少数意見として「100%外部利用」を挙げる回答者もいたが、今回の回答者の8割以上がすでに半分以上のマーケティング業務を内製化していた。米DIGIDAYが2019年秋にブランドのマーケター67人を対象に実施した調査でも、ほぼ同じような分布となっている。
また、すでに内製化している具体例として、「ソーシャルメディア運用」が24%といちばん多く、「クリエイティブ制作」が22%、「運用型広告(ディスプレイ・動画等)」が22%、以下「検索エンジン最適化(SEO)」「検索連動広告(SEM)」と続いた(複数回答)。
日本では意思決定の迅速化を重視
印象的な結果を見せたのが、「マーケティング業務の内製化における最も大きな恩恵」についての設問だ。
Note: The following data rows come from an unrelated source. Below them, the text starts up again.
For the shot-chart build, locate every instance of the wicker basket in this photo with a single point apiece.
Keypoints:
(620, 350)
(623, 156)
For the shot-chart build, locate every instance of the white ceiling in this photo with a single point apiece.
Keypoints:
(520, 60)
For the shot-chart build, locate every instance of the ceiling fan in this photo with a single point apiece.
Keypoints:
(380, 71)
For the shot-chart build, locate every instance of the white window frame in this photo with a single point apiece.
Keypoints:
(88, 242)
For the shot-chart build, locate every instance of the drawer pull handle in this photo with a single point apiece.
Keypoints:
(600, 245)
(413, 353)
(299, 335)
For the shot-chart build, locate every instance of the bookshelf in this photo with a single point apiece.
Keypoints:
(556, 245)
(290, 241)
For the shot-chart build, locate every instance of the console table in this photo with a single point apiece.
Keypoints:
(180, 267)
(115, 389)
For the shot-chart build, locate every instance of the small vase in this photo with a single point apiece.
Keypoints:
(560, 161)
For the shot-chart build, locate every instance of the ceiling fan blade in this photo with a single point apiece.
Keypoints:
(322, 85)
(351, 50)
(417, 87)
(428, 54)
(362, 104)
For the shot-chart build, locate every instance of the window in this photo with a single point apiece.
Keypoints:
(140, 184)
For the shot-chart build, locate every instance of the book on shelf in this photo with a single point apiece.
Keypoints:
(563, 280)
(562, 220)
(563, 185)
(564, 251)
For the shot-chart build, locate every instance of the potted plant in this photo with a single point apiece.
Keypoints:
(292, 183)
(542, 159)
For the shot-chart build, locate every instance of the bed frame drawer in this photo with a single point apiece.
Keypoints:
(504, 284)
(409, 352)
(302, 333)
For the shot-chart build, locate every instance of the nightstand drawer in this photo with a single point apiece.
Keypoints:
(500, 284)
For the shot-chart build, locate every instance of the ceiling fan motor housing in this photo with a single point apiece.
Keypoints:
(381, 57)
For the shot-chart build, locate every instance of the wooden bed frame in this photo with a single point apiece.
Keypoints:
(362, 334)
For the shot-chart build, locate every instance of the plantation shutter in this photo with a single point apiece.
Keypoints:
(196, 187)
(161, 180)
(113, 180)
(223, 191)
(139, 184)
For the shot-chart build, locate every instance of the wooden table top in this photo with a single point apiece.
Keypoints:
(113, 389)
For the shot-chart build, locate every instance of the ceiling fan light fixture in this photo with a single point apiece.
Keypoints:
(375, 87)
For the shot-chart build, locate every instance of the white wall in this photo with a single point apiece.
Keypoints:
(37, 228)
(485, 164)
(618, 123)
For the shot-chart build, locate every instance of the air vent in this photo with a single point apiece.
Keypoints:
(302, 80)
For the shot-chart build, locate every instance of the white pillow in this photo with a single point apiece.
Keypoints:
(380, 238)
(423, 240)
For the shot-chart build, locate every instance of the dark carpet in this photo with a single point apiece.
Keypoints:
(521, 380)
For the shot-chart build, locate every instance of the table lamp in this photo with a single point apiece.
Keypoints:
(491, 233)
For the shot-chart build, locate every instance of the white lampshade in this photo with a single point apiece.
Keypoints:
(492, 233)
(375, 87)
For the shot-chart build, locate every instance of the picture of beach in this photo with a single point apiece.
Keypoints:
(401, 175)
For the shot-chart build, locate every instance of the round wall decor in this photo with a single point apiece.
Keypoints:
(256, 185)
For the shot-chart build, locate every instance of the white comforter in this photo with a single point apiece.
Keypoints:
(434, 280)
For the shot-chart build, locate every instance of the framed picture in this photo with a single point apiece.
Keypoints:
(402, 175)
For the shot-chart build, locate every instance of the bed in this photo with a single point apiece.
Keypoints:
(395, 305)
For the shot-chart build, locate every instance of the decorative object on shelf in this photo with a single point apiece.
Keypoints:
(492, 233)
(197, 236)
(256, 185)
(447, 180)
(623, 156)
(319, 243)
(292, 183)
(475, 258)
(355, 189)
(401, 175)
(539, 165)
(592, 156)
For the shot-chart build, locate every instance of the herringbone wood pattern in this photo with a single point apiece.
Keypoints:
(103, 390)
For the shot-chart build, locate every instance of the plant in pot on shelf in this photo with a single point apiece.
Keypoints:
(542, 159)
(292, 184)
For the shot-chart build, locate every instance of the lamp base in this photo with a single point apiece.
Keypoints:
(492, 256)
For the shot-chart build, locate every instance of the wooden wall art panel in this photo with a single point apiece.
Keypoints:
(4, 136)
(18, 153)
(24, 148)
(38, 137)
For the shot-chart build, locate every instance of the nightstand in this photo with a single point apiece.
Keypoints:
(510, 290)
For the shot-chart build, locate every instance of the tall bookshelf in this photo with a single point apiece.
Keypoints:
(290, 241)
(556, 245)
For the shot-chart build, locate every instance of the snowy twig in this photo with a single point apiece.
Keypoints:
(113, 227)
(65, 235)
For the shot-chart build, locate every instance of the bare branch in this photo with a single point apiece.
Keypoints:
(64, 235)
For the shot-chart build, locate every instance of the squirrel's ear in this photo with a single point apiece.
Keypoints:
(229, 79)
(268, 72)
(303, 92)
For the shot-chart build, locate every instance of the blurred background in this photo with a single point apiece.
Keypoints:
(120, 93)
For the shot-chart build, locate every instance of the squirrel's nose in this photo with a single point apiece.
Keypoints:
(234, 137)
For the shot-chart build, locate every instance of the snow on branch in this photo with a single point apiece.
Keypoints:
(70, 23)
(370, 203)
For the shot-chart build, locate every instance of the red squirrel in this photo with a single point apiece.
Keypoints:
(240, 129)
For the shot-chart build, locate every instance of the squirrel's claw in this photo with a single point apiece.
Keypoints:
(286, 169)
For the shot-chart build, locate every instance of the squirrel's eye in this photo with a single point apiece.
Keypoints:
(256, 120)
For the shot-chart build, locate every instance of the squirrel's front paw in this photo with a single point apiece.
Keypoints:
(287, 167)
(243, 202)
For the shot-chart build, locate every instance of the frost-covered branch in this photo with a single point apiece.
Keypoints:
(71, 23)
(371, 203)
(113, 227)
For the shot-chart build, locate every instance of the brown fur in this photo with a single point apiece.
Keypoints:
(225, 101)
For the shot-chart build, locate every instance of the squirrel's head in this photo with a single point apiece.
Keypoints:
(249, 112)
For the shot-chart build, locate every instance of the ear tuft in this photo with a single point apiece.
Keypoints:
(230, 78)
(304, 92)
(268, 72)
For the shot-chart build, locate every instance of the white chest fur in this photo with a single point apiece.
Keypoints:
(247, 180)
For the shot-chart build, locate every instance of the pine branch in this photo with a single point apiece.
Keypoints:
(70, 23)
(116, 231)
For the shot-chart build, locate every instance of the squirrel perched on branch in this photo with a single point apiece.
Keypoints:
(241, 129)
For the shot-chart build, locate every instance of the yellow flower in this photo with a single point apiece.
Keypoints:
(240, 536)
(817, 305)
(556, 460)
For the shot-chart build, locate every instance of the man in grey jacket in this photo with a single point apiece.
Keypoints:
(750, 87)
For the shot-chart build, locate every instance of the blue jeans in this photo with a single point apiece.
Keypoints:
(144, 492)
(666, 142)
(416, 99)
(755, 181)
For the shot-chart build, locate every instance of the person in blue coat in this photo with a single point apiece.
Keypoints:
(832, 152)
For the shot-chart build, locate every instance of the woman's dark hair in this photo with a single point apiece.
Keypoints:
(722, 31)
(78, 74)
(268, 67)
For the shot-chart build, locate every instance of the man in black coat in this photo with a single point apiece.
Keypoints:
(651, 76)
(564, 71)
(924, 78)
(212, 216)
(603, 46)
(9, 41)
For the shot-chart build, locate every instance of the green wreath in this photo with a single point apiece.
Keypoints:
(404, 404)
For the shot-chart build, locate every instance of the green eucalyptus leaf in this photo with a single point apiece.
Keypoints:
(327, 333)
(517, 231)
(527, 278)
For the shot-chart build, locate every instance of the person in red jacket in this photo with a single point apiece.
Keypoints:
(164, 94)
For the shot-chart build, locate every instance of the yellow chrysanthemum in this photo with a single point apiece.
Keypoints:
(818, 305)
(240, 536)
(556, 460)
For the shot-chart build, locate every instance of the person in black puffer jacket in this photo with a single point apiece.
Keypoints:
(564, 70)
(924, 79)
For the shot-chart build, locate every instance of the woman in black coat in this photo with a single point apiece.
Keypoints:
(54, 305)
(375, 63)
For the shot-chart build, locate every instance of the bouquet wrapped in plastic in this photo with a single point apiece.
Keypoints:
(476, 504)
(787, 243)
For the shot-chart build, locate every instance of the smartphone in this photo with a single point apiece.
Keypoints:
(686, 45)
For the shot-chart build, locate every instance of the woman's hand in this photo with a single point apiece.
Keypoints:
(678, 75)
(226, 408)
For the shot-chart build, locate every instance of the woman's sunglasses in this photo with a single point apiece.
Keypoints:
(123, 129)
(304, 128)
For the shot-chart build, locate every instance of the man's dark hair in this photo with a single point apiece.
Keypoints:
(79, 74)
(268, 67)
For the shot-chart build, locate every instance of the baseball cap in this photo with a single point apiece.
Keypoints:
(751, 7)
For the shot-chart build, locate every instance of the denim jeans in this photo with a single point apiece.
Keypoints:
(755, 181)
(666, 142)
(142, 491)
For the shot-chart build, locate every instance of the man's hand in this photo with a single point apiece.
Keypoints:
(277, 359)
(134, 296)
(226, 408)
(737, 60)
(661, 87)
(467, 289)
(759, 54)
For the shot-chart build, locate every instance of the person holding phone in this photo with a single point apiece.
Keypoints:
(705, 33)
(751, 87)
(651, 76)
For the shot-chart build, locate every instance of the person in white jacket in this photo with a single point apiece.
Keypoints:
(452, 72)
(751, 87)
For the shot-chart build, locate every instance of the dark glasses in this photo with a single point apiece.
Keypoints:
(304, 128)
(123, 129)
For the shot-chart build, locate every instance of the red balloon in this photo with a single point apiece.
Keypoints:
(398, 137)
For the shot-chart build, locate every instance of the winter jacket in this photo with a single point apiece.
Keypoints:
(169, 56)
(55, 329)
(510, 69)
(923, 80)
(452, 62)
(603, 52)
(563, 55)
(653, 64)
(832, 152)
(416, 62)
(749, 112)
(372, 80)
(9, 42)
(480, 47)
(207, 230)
DIGIDAY[日本版]の調査でもっとも回答が集まったのは「意思決定のスピードアップ」31%となっている。米DIGIDAYが2020年に向けた最優先の課題調査内で実施した、マーケティング業務の内製化における項目では、「マーケティングコストの削減」を肯定する回答者は68%にのぼり、意思決定の迅速化を大幅に上回っていた。
「マーケティング業務の内製化を実施・検討するにあたって、大切にしているポリシー」について自由回答で訊いた設問では、内製化への優先度の考え方やナレッジ蓄積へのスタンスが感じられた。以下、それらのコメントを書き出しておく。なお、一部読みやすさを重視して、編集してある。
大事なもの、中長期的に見て、社内で解決すべきもの、ノウハウ習得に時間がかかるものから内製化する。
明確なゴール設定を行い、コンテキストを作成し、チーム内で忖度はせず、目標達成に効果的かどうかで、行動を決めている。
施策の作業実行のスピード・改善回数を重視している。
課題は人材の雇用と体制構築
また、日本においても、マーケティング専門人材の獲得と維持は、大きな課題となっているようだ。「マーケティング業務の内製化における課題」についての設問(複数回答)では「人材の雇用」に25%の回答が集まった。それに、「必要な技術を構築・購入するのにかかる時間」23%、「信頼できる効果指標やデータ検証を行う仕組みの開発」22%と続いた。どれも人材育成や組織改善に大きく関わる項目だ。
以下、関連のコメントを紹介する。
対象マーケットの需要動向、スキルセットとリーダーシップを持った人材の育成・採用が課題。
ある程度、内製で経験を積むことで、委託企業とのコミュニケーションの質が向上したり、ベンダー選定の目利き力も上がってくる。
社内にノウハウを貯めるのであれば、それが属人化しないような工夫が必要。もしくは知識やスキルをためた担当者が長く働ける環境づくりが長い目で見て大事。
専門領域の内製化は特に困難
「マーケティング機能の内製化で困難なものについて教えてください」という設問(複数回答)では、「戦略設定」74%がトップとなった。それに「検索エンジン最適化(SEO)」67%が続いた。一方で、比較的難易度の高くない機能としては、「予約型広告」に意見が集まった。
戦略設定は上流工程に位置するため、ビジネスモデルの根幹に関わることであり、そもそも外部に委託する業務ではないだろう。しかし、社内外の情報をかき集め、取捨選択しつつ、方針を決定する必要があるため、難易度も高い。そのため、「猫の手も借りたい」という状況なのかもしれない。
一方、「予約型広告」はデジタルメディアであれば、直であたって、さほど難しい作業も必要なく、実行することも可能だ。反応の推移を見て、PDCAを回すような必要も基本的にない。そのため比較的ハードルの低い印象なのだろう。
以下が関連するコメントだ。
作業は外注してよいが戦略立案、施策検討は内部ですべきである。
戦略立案や企画などの上流工程からマーケティング業務のオペレーション構築まで、幹になる部分は内製を崩さない。各施策の戦術レベルはむしろ積極的に外部の力を活用することで社内ナレッジの陳腐化を防ぐ。
全部は内製化しない。外部パートナーからの最新専門情報などの流入がないとキャッチアップが困難になるので、一定程度は外部にも委託しながら進めていく。
内製化にこだわり過ぎて、ヒューマンリソース配分を見落とさない。